An application by Senlac Ridge Partners to tear down an office building at 701 Westchester Avenue in White Plains and build a five-story, 360-unit apartment building was rejected by the White Plains Common Council at its monthly meeting on Oct. 4.
Senlac Ridge Partners, which owns the office park at 701-777 Westchester Avenue, asked the city to apply the Planned Campus Development District overlay zone to its 54.8-acre property.
With a special use permit, assuming set standards are met, approval must be granted. But approval of Planned Campus Development District overlay mapping is at the discretion of the Common Council, the resolution to reject the application said.
Communication from the Westchester County Planning Board, which was read aloud at the meeting, said that “if the city’s vision is to continue to add more residential development to the Westchester Avenue corridor, the city should consider how these new properties will relate to their surroundings.”

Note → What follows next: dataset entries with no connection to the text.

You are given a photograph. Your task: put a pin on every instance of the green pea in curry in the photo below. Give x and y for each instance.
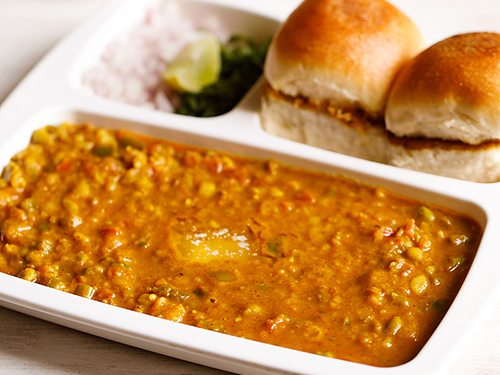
(251, 248)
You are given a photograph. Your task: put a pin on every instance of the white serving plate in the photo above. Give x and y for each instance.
(52, 94)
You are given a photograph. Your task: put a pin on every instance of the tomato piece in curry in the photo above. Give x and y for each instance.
(251, 248)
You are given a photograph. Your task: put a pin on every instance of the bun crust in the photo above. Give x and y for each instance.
(343, 51)
(321, 129)
(450, 91)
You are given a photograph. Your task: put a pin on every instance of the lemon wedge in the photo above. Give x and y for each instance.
(196, 66)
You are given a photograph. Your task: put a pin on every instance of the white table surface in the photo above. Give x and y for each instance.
(28, 29)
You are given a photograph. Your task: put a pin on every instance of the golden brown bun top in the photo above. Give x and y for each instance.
(343, 51)
(450, 91)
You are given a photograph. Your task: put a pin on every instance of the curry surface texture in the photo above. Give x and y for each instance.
(251, 248)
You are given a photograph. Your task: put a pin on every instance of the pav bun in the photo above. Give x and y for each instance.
(344, 52)
(451, 91)
(444, 110)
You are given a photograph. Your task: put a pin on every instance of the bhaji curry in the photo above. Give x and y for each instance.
(251, 248)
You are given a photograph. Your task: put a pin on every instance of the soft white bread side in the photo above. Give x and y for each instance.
(450, 91)
(480, 164)
(319, 128)
(345, 52)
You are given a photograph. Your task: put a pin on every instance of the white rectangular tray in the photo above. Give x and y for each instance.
(52, 94)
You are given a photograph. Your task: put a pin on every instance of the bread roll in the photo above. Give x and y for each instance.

The resolution underscored that Senlac’s plan for turning the office building into a five-story residential one did not describe how it would promote the public health, safety and welfare of the city or the needs of the surrounding community. It continued that the plan did not constitute environmentally sustainable building or site design, nor did it have public or private space proposed which could be integrated into the city’s open space network.
“For about six months, we’ve been working on the process to update our Comprehensive Plan, One White Plains as we’re calling it,” Councilman John Martin said. “I believe, as the resolution states that we’ve acted upon tonight, that it be inappropriate at this time for us to exercise our zoning discretion in approving this petition.”
Councilman Justin Brasch highlighted that if a zoning amendment was made during the Oct. 4 meeting, the Common Council would not be able to take that decision back.
“This gives us time to think about how we want to plan our city and how we want to do it to respect our neighbors,” Councilman Justin Brasch said. “And quite frankly, that seems to be the smartest thing for our city at this particular time.”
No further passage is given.